2.4 The conclusion of the litigation

After discovery had run for a period, six bellwether trials were held. This constituted as a test run for the MDL to make out what the result of the similar Vioxx cases would be. Of the bellwether trials, one resulted in favour of the plaintiff, one resulted in a hung jury and the remaining four favoured the defendant. Soon after completing the bellwether trials, a Negotiating Plaintiff's Counsel was appointed by the Court and was instructed to explore options for settlement with Merck.

The litigation eventually found its end in a Settlement Agreement with an amount of $4.85 billion to be paid by Merck.  The Settlement Agreement was conditional upon a certain number of claimants that were required to participate in the Agreement.

With the Settlement Agreement, the Vioxx Products Liability Litigation has been resolved. Furthermore, with the guilty plea to the Department of Justice, and the shareholder settlement, most cases have now been settled and the largest part of the litigation surrounding Vioxx is no longer active. Some individual securities cases remain, as they opted out of the settlement.
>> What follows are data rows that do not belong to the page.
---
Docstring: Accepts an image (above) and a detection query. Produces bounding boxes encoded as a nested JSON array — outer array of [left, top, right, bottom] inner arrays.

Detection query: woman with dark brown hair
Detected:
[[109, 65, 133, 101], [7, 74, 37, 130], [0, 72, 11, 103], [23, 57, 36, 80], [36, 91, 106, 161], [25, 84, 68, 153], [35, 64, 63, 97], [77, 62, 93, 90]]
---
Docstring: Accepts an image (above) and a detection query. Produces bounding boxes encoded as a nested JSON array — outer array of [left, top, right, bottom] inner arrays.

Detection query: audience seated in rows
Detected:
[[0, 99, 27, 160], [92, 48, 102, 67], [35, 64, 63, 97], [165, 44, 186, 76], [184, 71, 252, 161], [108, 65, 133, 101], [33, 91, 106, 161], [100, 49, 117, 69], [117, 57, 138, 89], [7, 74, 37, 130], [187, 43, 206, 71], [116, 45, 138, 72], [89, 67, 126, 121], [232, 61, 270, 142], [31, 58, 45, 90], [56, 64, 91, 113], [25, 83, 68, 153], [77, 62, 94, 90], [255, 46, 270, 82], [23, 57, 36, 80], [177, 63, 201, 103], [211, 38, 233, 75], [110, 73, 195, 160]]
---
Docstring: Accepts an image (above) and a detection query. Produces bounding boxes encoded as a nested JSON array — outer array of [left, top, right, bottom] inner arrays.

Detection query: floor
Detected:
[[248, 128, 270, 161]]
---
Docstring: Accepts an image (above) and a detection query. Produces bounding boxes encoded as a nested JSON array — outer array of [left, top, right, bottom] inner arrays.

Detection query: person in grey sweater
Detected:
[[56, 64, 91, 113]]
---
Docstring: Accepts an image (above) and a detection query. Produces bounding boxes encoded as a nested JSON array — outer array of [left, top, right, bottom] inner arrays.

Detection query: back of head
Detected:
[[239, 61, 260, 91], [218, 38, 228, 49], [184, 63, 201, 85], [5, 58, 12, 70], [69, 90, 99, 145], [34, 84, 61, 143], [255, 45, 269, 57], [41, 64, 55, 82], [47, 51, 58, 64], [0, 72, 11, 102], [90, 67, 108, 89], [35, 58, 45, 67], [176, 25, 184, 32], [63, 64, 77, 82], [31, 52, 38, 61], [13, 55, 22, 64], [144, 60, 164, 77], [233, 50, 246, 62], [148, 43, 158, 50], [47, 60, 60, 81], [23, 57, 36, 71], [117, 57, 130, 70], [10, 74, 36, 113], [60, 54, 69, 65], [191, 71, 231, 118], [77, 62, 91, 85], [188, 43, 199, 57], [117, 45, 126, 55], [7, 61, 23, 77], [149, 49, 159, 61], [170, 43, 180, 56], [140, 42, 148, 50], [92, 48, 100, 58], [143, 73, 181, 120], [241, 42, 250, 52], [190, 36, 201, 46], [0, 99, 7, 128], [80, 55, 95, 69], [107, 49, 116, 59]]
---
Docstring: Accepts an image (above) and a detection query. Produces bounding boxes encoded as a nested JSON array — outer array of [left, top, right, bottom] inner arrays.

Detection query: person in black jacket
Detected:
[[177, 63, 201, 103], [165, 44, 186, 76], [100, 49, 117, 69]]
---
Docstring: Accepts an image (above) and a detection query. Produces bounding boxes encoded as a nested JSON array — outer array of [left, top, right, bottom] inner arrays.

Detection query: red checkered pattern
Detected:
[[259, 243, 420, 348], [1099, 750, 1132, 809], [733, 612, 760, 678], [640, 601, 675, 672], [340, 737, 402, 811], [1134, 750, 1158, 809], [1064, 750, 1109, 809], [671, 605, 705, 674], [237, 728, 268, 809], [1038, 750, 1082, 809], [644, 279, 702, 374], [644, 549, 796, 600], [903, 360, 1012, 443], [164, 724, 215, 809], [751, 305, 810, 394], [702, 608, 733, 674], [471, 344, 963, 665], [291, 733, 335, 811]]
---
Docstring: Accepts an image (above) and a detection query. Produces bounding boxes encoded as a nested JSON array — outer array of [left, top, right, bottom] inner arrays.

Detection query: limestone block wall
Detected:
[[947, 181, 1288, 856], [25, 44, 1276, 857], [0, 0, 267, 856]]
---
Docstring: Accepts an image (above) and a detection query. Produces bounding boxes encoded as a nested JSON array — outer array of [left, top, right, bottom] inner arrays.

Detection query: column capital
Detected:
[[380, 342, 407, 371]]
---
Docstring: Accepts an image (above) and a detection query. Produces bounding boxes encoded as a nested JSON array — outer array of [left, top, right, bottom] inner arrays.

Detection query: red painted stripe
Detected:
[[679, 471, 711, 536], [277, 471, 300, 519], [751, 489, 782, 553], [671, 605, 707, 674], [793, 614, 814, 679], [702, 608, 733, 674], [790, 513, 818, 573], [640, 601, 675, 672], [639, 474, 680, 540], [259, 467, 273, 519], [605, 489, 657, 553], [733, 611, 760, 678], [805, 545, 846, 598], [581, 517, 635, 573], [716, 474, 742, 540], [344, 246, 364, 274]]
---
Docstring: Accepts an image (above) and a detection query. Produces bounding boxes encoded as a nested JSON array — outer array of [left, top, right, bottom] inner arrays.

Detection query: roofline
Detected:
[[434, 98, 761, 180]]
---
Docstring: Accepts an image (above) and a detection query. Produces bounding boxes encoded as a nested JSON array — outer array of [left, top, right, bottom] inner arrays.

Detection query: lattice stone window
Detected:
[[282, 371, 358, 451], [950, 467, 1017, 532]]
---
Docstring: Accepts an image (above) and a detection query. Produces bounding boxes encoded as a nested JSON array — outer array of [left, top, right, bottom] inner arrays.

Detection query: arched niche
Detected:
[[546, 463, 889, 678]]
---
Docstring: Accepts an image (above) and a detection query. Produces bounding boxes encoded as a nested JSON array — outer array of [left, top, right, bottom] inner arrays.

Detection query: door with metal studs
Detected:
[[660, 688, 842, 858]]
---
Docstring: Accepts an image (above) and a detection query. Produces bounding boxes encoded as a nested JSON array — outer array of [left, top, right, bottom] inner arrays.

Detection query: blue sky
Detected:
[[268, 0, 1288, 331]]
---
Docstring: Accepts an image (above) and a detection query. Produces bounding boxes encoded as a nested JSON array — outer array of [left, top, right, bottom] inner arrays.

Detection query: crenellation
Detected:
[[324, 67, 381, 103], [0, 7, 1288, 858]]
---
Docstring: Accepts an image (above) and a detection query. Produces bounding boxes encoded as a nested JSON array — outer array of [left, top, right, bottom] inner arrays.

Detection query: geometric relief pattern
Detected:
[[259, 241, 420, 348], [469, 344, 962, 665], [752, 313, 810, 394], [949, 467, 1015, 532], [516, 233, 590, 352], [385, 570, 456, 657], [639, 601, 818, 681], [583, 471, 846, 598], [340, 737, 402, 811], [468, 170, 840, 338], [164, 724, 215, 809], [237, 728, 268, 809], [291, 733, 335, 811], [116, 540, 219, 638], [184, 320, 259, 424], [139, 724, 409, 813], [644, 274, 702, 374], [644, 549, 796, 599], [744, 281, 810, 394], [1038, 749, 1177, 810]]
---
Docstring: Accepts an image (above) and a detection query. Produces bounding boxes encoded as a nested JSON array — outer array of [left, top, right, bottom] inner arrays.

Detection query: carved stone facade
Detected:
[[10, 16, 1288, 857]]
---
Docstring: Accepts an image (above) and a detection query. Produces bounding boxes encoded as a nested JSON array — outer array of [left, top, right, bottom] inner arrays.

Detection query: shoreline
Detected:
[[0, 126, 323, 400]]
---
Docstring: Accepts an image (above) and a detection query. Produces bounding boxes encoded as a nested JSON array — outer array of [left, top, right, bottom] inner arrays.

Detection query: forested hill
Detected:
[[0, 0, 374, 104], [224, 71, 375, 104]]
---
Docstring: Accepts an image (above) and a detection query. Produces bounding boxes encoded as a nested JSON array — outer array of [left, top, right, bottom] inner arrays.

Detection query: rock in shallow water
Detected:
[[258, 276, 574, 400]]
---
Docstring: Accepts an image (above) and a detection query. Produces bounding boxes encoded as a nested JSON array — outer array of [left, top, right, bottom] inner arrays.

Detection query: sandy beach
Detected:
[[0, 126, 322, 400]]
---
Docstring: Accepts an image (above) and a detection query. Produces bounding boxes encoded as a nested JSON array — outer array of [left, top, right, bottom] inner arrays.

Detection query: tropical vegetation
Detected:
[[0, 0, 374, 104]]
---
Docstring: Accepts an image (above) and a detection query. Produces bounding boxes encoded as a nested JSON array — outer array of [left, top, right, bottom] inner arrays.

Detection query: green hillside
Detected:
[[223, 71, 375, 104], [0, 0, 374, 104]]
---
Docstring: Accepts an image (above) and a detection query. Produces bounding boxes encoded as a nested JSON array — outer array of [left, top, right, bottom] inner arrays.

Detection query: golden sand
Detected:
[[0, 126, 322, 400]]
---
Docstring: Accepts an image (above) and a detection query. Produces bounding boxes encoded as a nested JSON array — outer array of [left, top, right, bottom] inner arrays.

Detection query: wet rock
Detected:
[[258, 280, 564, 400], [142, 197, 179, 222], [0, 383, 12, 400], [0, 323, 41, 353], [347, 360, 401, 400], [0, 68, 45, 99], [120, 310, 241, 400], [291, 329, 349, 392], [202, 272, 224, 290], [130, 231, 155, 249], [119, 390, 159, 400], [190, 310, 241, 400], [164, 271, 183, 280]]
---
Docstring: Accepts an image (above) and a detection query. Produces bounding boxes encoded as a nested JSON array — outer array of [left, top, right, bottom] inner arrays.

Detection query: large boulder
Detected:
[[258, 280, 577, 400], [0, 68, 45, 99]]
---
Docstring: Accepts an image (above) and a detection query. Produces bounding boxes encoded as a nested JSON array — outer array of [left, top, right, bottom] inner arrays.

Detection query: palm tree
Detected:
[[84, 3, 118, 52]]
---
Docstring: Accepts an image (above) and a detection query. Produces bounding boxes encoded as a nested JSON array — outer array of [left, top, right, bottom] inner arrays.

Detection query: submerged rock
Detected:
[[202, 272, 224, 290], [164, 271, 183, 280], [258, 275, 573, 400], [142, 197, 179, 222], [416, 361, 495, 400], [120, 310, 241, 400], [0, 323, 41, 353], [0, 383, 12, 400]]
Fee arrangements were also stated in the Settlement Agreement. Under Article 9 of the Agreement, Attorneys' Fees will be seen to by the Claims Administrator, judge Fallon. Merck would not be responsible for this payment, nor would any other party.  The Court ordered the individual attorneys' fees for all of the counsel to represent a claimant to be capped at 32% of the recovery, plus reasonable costs.  Attorneys who participated in common benefit work were to be compensated as well for their great contribution to the litigation. This was decided to be 6.5% of the $4.85 billion, which equals $315,250,000.  This amount, as stated in the Settlement Agreement, would be deducted from the attorneys' fees.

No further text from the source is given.